Crise gouvernementale à Madrid, élection générale aux Cortes, procès des indépendantistes catalans, négociations financières avec le PNV, telle est l’image printanière de l’Etat espagnol.
Pedro Sanchez vient de convoquer en Espagne des élections législatives pour le 28 avril prochain. L’occasion de mettre un peu en perspective la mandature qui se clôture. Tout d’abord, pour nous remettre dans le contexte, remémorons-nous l’indignation suscitée par le soutien du PNV au budget de Mariano Rajoy en mai dernier. Indignation en particulier en Catalogne, car c’est bien Mariano Rajoy qui, au lendemain du référendum, a activé l’article 155 suspendant l’autonomie, et fait emprisonné ses responsables politiques. En votant le budget de Mariano Rajoy, le PNV d’Iñigo Urkullu a montré sa face la moins reluisante, celle du “Partido del Negocio Vasco”. Ce vote a été justifié par le financement de divers investissements en Euskadi, mais il a également correspondu à un “deal” politique plus global. Quelques jours plus tard, à l’indignation a succédé la stupéfaction, puisque suite à la condamnation d’élus du PP pour corruption, le PNV s’est retrouvé à voter la motion de censure contre Mariano Rajoy présentée par Pedro Sanchez…

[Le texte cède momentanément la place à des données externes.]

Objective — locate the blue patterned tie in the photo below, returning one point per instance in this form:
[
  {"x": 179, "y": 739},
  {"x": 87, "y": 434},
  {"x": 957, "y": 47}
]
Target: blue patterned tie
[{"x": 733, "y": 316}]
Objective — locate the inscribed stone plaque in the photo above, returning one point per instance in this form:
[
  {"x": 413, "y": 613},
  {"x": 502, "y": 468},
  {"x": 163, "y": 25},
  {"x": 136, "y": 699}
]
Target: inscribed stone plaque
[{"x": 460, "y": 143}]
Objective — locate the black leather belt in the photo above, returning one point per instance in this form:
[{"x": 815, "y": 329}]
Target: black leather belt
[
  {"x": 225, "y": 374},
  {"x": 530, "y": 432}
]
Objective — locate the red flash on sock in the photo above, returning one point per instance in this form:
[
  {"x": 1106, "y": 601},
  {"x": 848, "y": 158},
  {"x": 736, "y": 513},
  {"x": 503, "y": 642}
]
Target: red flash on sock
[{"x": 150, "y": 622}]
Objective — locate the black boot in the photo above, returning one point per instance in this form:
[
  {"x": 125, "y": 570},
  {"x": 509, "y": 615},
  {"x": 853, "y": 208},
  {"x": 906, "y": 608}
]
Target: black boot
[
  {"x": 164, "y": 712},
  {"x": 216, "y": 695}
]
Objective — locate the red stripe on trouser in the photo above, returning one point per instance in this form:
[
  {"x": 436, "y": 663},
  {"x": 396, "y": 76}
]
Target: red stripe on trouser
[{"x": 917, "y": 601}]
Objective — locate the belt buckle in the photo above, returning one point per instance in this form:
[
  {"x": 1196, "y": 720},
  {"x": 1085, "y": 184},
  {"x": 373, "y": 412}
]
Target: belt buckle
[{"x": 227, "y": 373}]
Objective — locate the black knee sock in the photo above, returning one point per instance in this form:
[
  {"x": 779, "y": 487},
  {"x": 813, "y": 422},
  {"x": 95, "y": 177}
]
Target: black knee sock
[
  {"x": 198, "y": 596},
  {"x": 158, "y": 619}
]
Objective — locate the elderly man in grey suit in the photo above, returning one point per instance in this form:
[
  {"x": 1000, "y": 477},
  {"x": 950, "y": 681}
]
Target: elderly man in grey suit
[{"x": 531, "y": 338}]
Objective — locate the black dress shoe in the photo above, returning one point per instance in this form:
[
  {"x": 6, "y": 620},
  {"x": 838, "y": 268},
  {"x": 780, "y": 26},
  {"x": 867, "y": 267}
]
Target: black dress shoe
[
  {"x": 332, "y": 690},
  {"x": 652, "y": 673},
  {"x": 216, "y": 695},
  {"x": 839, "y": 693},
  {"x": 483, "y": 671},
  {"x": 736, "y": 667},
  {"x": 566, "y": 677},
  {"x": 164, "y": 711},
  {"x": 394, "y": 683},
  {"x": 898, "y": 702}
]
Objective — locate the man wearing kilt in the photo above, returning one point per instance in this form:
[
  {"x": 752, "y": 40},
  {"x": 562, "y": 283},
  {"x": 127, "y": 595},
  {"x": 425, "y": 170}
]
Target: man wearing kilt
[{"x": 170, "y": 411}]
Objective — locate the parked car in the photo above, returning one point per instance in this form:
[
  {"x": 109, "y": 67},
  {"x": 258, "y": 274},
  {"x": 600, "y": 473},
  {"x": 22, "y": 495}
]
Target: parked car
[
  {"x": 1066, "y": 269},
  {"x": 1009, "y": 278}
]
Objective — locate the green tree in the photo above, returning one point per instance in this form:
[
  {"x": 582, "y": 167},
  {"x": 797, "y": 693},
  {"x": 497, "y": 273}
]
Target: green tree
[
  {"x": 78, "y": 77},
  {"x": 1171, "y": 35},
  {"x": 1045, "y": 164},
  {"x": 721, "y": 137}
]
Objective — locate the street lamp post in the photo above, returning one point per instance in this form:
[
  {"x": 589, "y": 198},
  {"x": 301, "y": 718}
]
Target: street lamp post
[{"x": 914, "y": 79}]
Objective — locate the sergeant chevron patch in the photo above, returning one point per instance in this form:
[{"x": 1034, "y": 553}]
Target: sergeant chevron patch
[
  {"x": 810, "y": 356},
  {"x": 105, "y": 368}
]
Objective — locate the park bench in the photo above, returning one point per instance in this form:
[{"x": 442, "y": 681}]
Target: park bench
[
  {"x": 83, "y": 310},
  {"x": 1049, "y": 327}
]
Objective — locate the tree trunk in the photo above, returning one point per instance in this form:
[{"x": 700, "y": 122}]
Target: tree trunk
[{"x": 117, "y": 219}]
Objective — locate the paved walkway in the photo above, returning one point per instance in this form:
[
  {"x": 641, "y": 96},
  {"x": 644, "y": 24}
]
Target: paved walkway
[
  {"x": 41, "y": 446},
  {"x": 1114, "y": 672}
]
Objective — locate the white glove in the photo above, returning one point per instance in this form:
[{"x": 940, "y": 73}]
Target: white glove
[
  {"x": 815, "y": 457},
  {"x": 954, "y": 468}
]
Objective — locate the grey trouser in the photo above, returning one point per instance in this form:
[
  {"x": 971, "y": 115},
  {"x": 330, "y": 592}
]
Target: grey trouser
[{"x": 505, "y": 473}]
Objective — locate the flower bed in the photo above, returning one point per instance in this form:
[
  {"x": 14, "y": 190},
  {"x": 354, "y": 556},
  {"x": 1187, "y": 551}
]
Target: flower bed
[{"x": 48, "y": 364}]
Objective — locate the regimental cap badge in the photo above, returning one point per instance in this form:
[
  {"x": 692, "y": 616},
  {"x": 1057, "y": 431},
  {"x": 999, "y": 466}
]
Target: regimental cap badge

Je retiendrais quant à moi trois éléments qui ont depuis marqué l’actualité de ces derniers mois.
L’absence de mouvement sur les presos, alors que des annonces fortes ont été réalisées au lendemain de l’installation du nouveau gouvernement.
Les élections en Andalousie qui, après des décennies de gestion du PSOE, ont fait chuter Susana Diaz et ont débouché sur un accord de gouvernement entre Vox, le PP et Ciudadanos.
Enfin, l’incapacité de Pedro Sanchez à élaborer avec les indépendantistes catalans un accord qui constituait pourtant pour lui un enjeu majeur. Il n’a pas réussi à “cadrer” les préparatifs du procès des dirigeants indépendantistes. Et vue la tournure qu’il a prise, on voit mal comment ce procès pourrait ne pas se solder par des condamnations de plusieurs années d’emprisonnement…
De même, il n’a pas été en mesure de mener la négociation avec les Catalans, alors qu’elle aurait pu déboucher sur une solution. En effet, Il est probable que les Catalans auraient pu adhérer à une modalité du droit à décider telle qu’elle est définie dans le préambule du nouveau statut d’Euskadi votée à Gasteiz en mai dernier par l’équipe parlementaire PNV menée par Joseba Egibar et EH Bildu.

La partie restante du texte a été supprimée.